Inaperçu, c’est soudainement devenu ‘la dernière fois’


Il y a des actions qui vont de soi depuis longtemps et puis soudain, sans le savoir, vous avez eu la dernière fois. Où est passé le temps…

Après être devenue mère, j’ai littéralement adoré mon fils. Partout où j’allais, il était. D’abord sur les genoux ou sur le bras, plus tard sur la hanche ou sur les épaules. Et pourtant vint un jour où je le soulevai et le portai pour la dernière fois. Il tape maintenant les deux mètres et je suis loin de ça, donc nous n’allons pas recommencer.

J’ai un souvenir vivace de cet enfant sur mon bras, contrairement à mes dernières règles. D’abord c’était là – coup fixe, parce que sur la pilule – et puis plus. Ce n’était pas quelque chose que j’attendais vraiment avec impatience, mais après presque quarante ans, j’ai regardé en arrière et j’ai pensé : putain, c’était il y a longtemps.

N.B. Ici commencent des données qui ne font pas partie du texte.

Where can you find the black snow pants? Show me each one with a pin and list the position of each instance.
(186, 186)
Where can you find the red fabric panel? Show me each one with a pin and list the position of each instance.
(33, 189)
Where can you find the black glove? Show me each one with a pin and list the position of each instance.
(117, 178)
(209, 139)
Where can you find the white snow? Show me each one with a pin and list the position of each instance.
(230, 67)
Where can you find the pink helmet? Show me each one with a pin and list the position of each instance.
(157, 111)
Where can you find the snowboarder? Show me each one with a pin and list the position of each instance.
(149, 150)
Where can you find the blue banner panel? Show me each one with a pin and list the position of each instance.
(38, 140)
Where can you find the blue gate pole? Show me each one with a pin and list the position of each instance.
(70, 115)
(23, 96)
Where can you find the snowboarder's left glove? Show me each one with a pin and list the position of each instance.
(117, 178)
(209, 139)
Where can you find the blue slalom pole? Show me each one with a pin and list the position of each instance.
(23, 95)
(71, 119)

Un jour, j’avais donné naissance à mon dernier enfant, j’avais été enceinte pour la dernière fois, je n’avais plus jamais eu ce ventre qui grossissait ni accouché, plus jamais de tétées nocturnes, faire des collations aux fruits, ne plus jamais lire à haute voix, regarder des dessins animés ensemble, colorier, de l’argile, dans le bain ou à la mini-ferme…

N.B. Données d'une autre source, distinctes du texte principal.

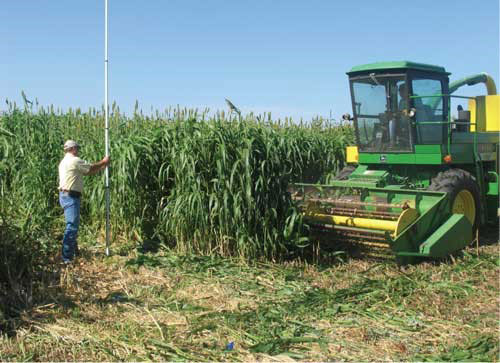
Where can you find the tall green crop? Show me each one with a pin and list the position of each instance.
(200, 183)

Il est arrivé un jour où j’ai joué à la marelle pour la dernière fois, fait le poirier, fait du vélo les mains libres et fait mes devoirs. Je n’avais plus de cours de géographie, je ne faisais plus mon sac d’école, je n’avais plus de « grosse pause » ni d’examen. Plus d’examens finaux, mais pas de bal des finissants non plus. Plus d’accolades.

Un jour, on ne m’a plus sifflé dans la rue. En raison du mouvement #metoo et de mon âge avancé, le brouillon était déjà dans les intimités souhaitées de toute façon, mais ça me manque un peu. Par contre : ne plus jamais se faire pincer la fesse par des types insistants, c’est encore bien.

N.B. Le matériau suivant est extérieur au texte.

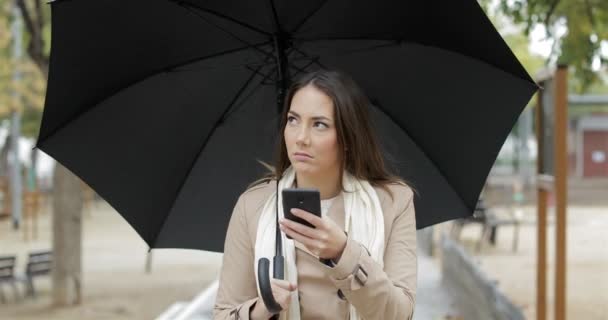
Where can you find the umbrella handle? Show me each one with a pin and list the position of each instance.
(264, 281)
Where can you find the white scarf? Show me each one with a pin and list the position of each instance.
(364, 222)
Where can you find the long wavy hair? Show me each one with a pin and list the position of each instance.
(362, 157)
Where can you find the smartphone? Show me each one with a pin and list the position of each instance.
(303, 198)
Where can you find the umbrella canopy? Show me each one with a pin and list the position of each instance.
(165, 108)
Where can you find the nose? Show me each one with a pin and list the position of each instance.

Le jour approche où je pourrai me lever pour la dernière fois de ma chaise sans gémir ou laisser tomber quelque chose par terre sans réfléchir, ah, non, hein. Le jour où s’agenouiller ou s’accroupir ne va plus de soi et où je ne saute plus du lit frais comme un violon le matin, mais dois d’abord rouler sur le côté avant de pouvoir hisser mon corps grinçant.

Le jour où j’ai pensé : ‘pourquoi ces lettres sur les emballages/journaux/dépliants d’information deviennent de plus en plus petites ?’ était le jour où hier je n’avais pas besoin de lunettes, mais aujourd’hui j’en ai besoin. Le jour où j’ai vu un cheveu gris et n’était donc pas gris pour la dernière fois. Ou sans plis.

Un jour, j’ai eu mon dernier rapport sexuel et mon dernier baiser. J’espère que d’ici là j’aurai atteint le point où je ne le remarquerai plus moi-même ou que je me serai réconcilié avec le manque de luxure d’ici là. Et le jour viendra où je rendrai mon dernier souffle. Est-ce que je saurai que c’était la dernière fois ?

Bettina (55 ans) est rédactrice en chef en ligne chez Libelle. Elle est mariée, a un fils adulte et un chien. Elle écrit chaque semaine sur sa relation et sa vie (sexuelle).